À Beni Snous, dans la wilaya de Tlemcen, les habitants perpétuent le carnaval « Ayrad », une pratique culturelle vivace pour célébrer le Nouvel An amazigh le 12 janvier. Cette tradition exprime leur espoir d’abondance et de prospérité agricole pour l’année à venir. Réputée dans la région, cette fête remonte à 1250 ans avant J.-C. et porte divers noms dans les 12 localités de la commune, le plus connu étant « Iradia El Kobra » (la grande Iradia), explique à l’APS le professeur Abdelkrim Benaïssa, du département des arts de l’Université Abou Bekr Belkaïd de Tlemcen. Les jeunes du coin préparent des masques animaliers plusieurs jours à l’avance. Le 12 janvier au soir, ils défilent dans les rues, offrant des spectacles quasi théâtraux dans les ruelles (« Iradia des ruelles »). À l’intérieur des maisons (« Iradia Taddart »), ils se produisent dans les patios, contant histoires et anecdotes liées à Yennayer. Déguisés en lion, lionne ou lionceau, ils dansent et chantent au son de la derbouka et du bendir, entonnant des airs populaires amazighes comme « Taha El Leil Hallou Babkom », « Cheblalak » ou « Reblalak ». Les festivités s’accompagnent de plats hivernaux : « cherchem » (blé et fèves), couscous aux légumes, « berkoukes à l’khliâ », trid, msemen, baghrir ou mbesses. Les tables arborent la « Ghrissa » (galette sucrée à l’œuf central), fruits secs et « Tbibqa » (mélange d’alfa et noix). Un nourrisson y est placé au centre pour porter chance, précise Yamina Maâkal, présidente de l’association des femmes rurales de Beni Snous.  Les femmes cousent un costume spécifique à Yennayer, orné de couleurs vives, fils variés et bijoux en argent, porté par les fillettes pour des photos souvenirs.
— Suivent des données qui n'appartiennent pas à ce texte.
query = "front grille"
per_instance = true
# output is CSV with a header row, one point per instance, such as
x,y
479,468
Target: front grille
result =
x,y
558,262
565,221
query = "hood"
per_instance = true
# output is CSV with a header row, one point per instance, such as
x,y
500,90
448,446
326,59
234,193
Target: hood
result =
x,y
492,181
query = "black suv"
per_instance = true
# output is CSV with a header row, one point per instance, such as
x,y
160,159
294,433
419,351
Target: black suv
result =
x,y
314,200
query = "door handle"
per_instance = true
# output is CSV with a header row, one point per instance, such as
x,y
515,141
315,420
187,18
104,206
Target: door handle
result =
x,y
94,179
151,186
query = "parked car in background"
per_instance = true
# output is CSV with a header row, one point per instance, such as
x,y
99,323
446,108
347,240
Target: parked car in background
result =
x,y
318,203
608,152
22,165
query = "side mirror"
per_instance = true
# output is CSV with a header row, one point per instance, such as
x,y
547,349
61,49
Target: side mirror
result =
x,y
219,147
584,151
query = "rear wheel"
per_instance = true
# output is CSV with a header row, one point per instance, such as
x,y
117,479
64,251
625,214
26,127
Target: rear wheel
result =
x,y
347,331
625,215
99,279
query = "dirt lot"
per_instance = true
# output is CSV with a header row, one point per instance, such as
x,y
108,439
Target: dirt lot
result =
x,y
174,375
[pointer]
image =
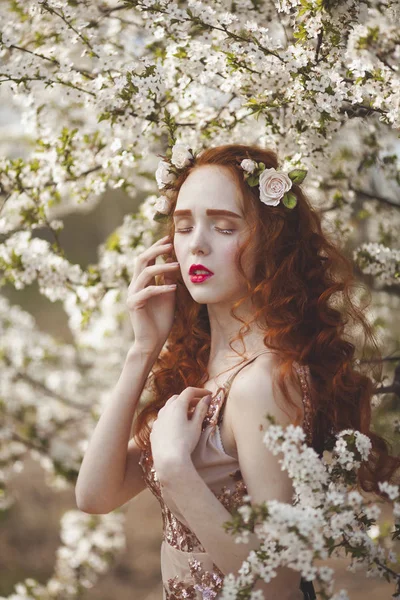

Rachida Amer, directrice du centre d’interprétation du costume traditionnel de Tlemcen, décrit cette tenue en soie blanche, brodée main autrefois, désormais à la machine. Elle inclut tablier, ceinture, voile, burnous et argenteries. Le centre l’expose pour valoriser l’identité algérienne et organise des animations à Yennayer : démonstrations, habillages et photos pour préserver ce patrimoine.